There were other triggers too. And slowly -- very slowly -- I noticed a pattern. Sudden, loud noise? Panic attack. If I had to pee and couldn't immediately get to a bathroom? Panic attack. If I was stuck in a traffic jam and couldn't "escape" if I needed to? Panic attack. I had a constant urge to escape (even if I was in the craft section of Michael's or something) and if I couldn't immediately escape from any given situation (like if there was some fat chick blocking the exit at Michael's) I would need to run to the bathroom and hyperventilate/cry for the next fifteen minutes. After a while, there wasn't much that didn't trigger a panic attack. It was hard to go outside at all. After all, pretty much anything triggered an attack. And once I had a panic attack, I was literally immobile. I realized it was a lot easier to just stay inside. I could avoid most of the triggers there. Or I could turn off my brain and sleep. Or I could stay under my warm, wonderful electric blanket and watch TV shows where there was virtually no conflict and no loud surprises. Nothing that scared me. Nothing that hurt me. No reminders of India. Or the hospital. Or anything medical. Or anything unexpected. I watched a lot of House Hunters.

I had begun to experience agoraphobia.

Eventually, I went back to the doctor. They gave me some xanax, and that helped, for a while. Ultimately though, everything got a lot worse before it got better.
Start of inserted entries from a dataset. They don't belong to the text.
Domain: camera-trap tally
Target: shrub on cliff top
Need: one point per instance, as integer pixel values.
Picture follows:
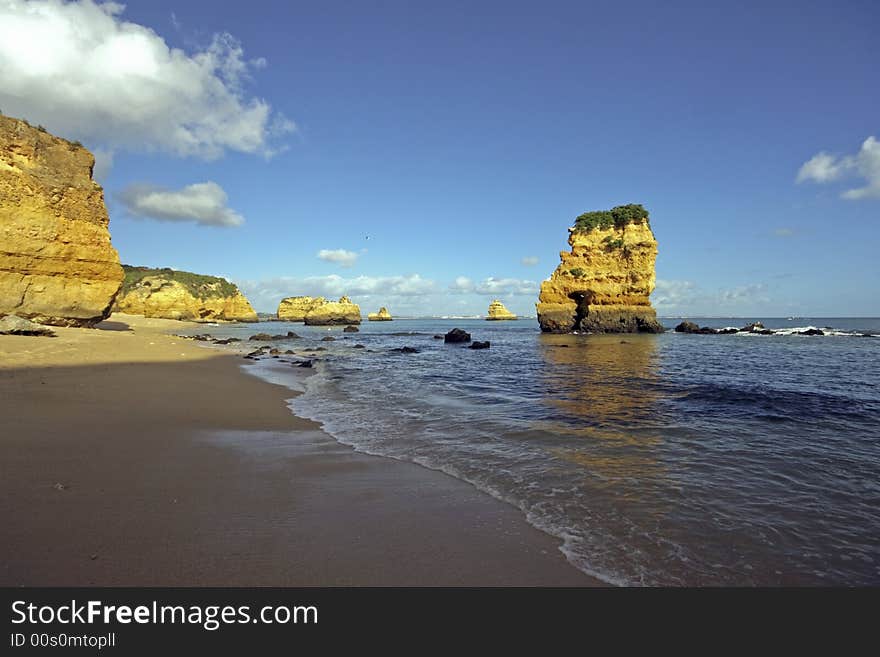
(617, 217)
(199, 285)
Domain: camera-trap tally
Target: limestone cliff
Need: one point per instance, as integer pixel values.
(171, 294)
(334, 312)
(57, 265)
(382, 316)
(294, 309)
(602, 285)
(497, 311)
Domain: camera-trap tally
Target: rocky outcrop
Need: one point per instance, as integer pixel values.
(602, 285)
(295, 309)
(171, 294)
(57, 265)
(334, 312)
(497, 311)
(382, 316)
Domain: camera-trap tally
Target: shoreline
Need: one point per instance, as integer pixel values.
(137, 458)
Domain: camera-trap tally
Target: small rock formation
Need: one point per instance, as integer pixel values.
(294, 309)
(457, 335)
(57, 265)
(334, 312)
(602, 285)
(170, 294)
(14, 325)
(382, 316)
(497, 311)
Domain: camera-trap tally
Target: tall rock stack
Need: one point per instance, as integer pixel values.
(603, 284)
(57, 265)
  1. Thank you for writing about this. For me it was getting my hair cut, movie theaters, or travel away from home of any kind. I always insisted on driving when I went out with friends because I had fewer symptoms if I knew I could leave whenever I wanted. Any situation where having a panic attack would cause a scene was an immediate trigger. Any situation where I couldn't discretely slip away was the same. The days leading up to my wedding were horrible. I told the priest that I was afraid that I might throw up during the service. But by the time I walked down the aisle I felt much better and super confident. Thank you Xanex.

    I've really enjoyed reading your story. Panic is very isolating and the feeling that you're going crazy is intense. It helps to know you are not alone.

  2. Oh. My. Gosh. I just read all three parts, and I feel traumatized just hearing about it. Wow. You are so strong that you got through that. I'm looking forward to reading about the rest of your recovery, since I've had some PTSD issues over the past year. Thanks for sharing this.

  3. Thank you so much for sharing this. I cannot imagine being in this situation or how absolutely terrifying it must have been. I hope you have been able to work through the shame, in my opinion there is nothing to be ashamed of.

  4. Were you on an exchange semester at a university in India?

  5. I just want to hug you. This series is riveting. What you wrote about shame and the impact it had on your experience is something that really resonates with me. I struggle with shame that I'm not responding in as stoic a manner as I think I should, that I'm not being tough enough, etc. Also, I'm pretty sure every patient in that hospital, given the chance, would have traded places with a patient in a first world hospital in a heartbeat. You are a brave woman to have been through this and even braver to share it with us.

  6. This is making me realize that I must have PTSD as well. I wish I were as eloquent and insightful as you were so I could figure out where the hell it's coming from!! I'm on Zoloft and have been for years but I'm in one of my cycles where it's not working so great. I will keep reading, I'm not done with your series yet!